NXP Semiconductors yesterday announced the launch of a new high-performance security microcontroller series, the S32, which will help R&D personnel accelerate the development of the in-vehicle experience and autonomous driving capabilities of the next generation of electric vehicles.
The S32 is a 800 MHz microprocessor/microcontroller family designed to meet the needs of automotive manufacturers for the development of electric vehicles and hybrid vehicles. The S32S microprocessor is the first product in the S32 family and offers the highest performing ASIL-D performance among the available products.
The S32S processor uses a large number of new Arm Cortex-R 52 cores, integrates the highest level of security features in the Arm processor, and supports four completely independent ASIL-D compliant processing, providing a path for parallel security computing. In addition, the S32S architecture provides a new “failure operation” function, which is an important function of future autopilot applications. It can detect faults and continue to operate the devices after isolation.

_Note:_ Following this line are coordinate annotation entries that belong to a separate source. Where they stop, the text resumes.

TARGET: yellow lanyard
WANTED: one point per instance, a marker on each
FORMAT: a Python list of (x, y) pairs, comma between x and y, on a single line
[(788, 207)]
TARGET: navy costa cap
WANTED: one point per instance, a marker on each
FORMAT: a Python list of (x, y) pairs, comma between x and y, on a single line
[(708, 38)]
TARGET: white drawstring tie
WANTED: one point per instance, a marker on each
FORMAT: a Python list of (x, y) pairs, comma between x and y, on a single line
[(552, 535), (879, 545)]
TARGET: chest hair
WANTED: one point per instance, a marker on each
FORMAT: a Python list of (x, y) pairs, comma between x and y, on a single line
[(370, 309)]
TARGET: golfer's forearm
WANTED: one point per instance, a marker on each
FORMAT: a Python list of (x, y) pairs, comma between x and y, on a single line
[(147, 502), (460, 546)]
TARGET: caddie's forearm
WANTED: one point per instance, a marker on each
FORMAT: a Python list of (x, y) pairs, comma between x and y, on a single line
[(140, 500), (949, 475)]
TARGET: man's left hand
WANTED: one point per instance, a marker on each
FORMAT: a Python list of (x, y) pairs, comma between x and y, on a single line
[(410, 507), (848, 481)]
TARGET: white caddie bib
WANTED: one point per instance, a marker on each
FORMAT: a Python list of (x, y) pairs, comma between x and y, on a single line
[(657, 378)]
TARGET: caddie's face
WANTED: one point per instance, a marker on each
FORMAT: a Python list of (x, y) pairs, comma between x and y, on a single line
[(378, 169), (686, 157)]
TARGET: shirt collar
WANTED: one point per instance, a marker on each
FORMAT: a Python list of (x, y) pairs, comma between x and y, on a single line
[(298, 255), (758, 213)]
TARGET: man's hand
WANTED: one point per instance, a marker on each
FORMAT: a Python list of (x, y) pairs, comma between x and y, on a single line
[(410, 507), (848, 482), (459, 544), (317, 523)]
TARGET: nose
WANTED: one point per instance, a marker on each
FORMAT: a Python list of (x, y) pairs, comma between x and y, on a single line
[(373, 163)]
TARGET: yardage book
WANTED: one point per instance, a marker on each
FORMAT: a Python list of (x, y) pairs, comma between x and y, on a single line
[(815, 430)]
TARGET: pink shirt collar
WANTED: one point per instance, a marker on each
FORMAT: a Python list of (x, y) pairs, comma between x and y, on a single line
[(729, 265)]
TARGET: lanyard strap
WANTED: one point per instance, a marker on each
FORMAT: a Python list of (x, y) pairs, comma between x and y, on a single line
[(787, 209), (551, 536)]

In addition, NXP has also developed a full-featured real-time management program in cooperation with OpenSynergy to support S32S products. OpenSynergy's COQOS Micro SDK is one of the first hypervisor platforms to take advantage of Arm Cortex-R 52's special hardware features. It can integrate multiple real-time operating systems into microcontrollers that require high security (up to ISO 26262 ASIL-D). In addition, multiple vendor-independent OS/stacks can run on a single microcontroller. The COQOS Micro SDK provides secure security context switching through traditional single-controller software solutions.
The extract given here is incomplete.